In a Thursday letter sent to Secretary of Commerce Penny Pritzker, Secretary of the Treasury Jack Lew and Secretary of State John Kerry, Pittenger and his colleagues allege that in 2012, Chinese telecommunications giant ZTE illegally sold communications equipment to the Telecommunications Company of Iran (TCI), a state-run entity. The equipment could be utilized by the government to monitor and suppress Iranian citizens and dissident voices, according to the letter. It is believed that the Commerce Department made a deal with ZTE to cease sanctions as the government’s investigation continues.

“We are concerned that if ZTE is not ultimately punished for its reported conduct, American export control laws and international efforts to promote human rights in Iran will be weakened,” said Pittenger and his colleagues in the letter.

Pittenger explained in an interview with The Daily Caller News Foundation that China was part of the international sanctions regime imposed on Iran when the sale occurred, which means ZTE should not have been allowed to sell the equipment to Iran.

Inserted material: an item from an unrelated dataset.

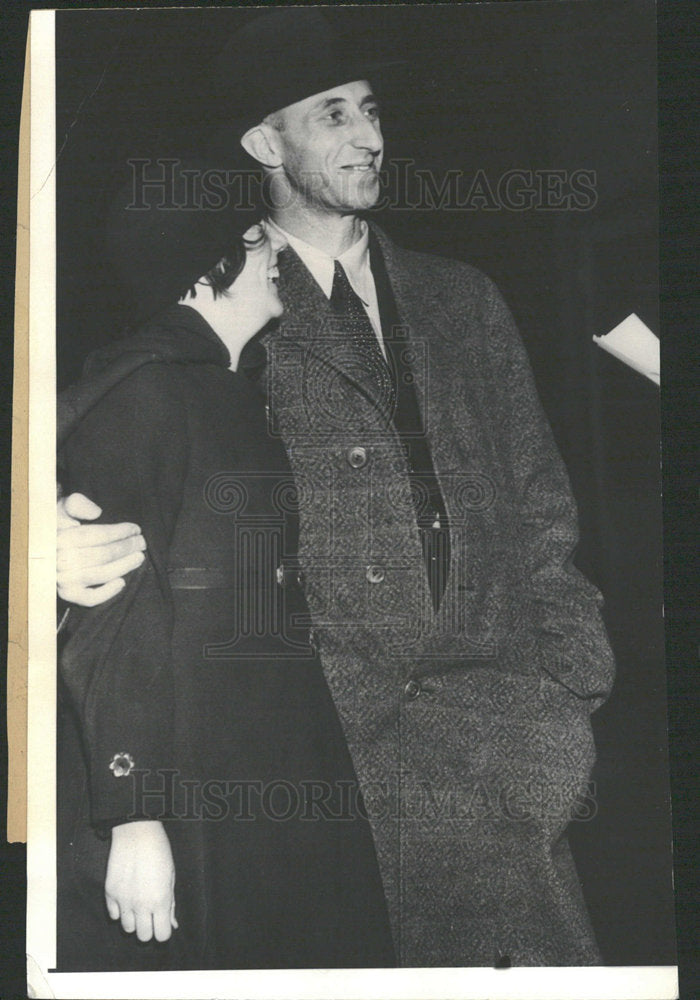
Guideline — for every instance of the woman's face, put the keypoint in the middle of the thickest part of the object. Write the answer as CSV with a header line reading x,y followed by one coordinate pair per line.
x,y
254,291
251,301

“Iran’s abuse of human rights is ongoing,” said Pittenger to TheDCNF, noting that the Islamic Republic has only become more aggressive since the signing of the Iran nuclear deal last July. “What changed in Iran to allow this to happen?”

As part of the provisions of the deal (known as the Joint Comprehensive Plan of Action, or JCPOA), Iran has seen significant sanctions relief and now has access to many international markets.

“Obama has a proclivity for deferring and appeasing every [at] impasse we have with Iran,” said Pittenger. “We’ve watched this for years.”

The decision to drop sanctions against ZTE is symbolic to what Pittenger believes is an overall failure of Obama’s foreign policy.

“It drives our partners in the Gulf region nuts,” said Pittenger. “[Obama] doesn’t have a tactical plan.”

When asked what he plans to do next, Pittenger said he first wants to “see where the letter goes.” His goal is to see the administration engage in “careful oversight” and conduct a “careful and rigorous investigation” into the Commerce Department’s deal with ZTE.